RUMA CHOUDHURY | Elemental Encounters: Practice as Ecological Archive: SOLO EXHIBITION

8 August - 18 September 2026

In her solo exhibition at Emami Art Elemental Encounters: Practice as Ecological Archive, Ruma Choudhury presents an expanded understanding of paper as a medium of environmental awareness and archive, where time, nature, and material come together. Her artistic practice reimagines paper not simply as a surface for writing or image-making, but as a material that records the forces of nature itself. Throughout history, paper has preserved knowledge, memory, culture, and human experience. In Choudhury’s work, however, paper becomes a living surface where climate, geography, seasons, and natural elements leave their own marks directly onto the material. 

 

The process begins with an intensive engagement with raw fibres, with which she has been experimenting for more than a decade. The fibres are harvested, boiled, washed, soaked, and slowly ground into pulp through a labour-intensive process rooted in care, patience, and close attention to material. Once transformed into sheets, the paper is exposed to sunlight, rain, humidity, dust, and wind. These environmental conditions gradually alter the surface in unpredictable ways. The rain leaves stains and ruptures, wind deposits particles and residue, and sunlight changes the colour, texture, and strength of the material over time. The season of monsoon is particularly significant in her practice. In this part of the subcontinent, monsoon is a season that shapes landscapes, agricultural cycles, memory, labour, and everyday life.
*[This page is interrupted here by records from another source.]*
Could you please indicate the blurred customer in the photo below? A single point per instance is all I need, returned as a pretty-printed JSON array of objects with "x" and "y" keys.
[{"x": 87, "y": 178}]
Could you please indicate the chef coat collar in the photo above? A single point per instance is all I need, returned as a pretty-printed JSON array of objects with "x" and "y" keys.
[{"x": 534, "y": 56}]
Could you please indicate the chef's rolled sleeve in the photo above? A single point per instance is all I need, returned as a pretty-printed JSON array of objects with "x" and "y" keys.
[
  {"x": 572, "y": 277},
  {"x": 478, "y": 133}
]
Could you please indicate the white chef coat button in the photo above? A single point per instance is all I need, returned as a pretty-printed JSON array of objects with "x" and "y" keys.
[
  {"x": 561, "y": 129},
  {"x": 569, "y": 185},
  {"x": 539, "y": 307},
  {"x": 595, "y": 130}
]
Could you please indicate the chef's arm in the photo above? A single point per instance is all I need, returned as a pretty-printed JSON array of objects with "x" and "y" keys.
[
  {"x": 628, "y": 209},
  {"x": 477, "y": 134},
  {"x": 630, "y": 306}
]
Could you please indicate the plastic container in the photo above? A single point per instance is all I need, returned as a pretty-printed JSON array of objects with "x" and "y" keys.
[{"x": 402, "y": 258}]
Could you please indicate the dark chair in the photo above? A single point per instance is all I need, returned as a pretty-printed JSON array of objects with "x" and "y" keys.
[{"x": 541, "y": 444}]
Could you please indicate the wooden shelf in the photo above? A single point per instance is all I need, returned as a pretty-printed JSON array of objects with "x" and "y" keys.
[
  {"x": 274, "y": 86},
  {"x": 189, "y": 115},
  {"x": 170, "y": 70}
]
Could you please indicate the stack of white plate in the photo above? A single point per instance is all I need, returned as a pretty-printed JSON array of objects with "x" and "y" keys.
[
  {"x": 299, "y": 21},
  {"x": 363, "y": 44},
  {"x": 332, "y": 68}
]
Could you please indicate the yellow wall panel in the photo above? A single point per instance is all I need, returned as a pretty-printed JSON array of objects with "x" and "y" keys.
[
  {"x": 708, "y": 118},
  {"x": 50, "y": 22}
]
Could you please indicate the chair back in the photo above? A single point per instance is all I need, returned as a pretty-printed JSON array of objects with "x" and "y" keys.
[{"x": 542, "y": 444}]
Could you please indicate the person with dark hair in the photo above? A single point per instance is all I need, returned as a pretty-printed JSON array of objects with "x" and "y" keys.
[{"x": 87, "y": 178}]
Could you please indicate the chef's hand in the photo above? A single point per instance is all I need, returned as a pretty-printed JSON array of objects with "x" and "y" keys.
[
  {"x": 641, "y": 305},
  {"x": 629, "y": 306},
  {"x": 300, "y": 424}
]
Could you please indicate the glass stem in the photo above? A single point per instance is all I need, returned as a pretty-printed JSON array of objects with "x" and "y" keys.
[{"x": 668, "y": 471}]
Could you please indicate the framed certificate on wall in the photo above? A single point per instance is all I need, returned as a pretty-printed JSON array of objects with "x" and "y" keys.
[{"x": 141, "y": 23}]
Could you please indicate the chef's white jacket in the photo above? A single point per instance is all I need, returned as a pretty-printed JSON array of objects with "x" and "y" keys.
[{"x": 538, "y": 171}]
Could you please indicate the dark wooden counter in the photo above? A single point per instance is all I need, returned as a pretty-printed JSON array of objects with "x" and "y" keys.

Its arrival transforms the atmosphere, saturates the soil, alters textures and surfaces, and leaves behind traces of erosion, growth, decay, and renewal. So, in her practice, monsoon is an active agent.  

 

By employing locally sourced and seasonal plant materials, Choudhury situates her practice within specific ecological and geographical contexts, where each sheet of paper functions simultaneously as sculpture, document, archive, and ecological record. Rather than documenting a single moment like photography, these fibre-based works record the slow passage of time and the lasting impact of seasonal change. Even the tonal and textural qualities of the fibre embody broader environmental histories.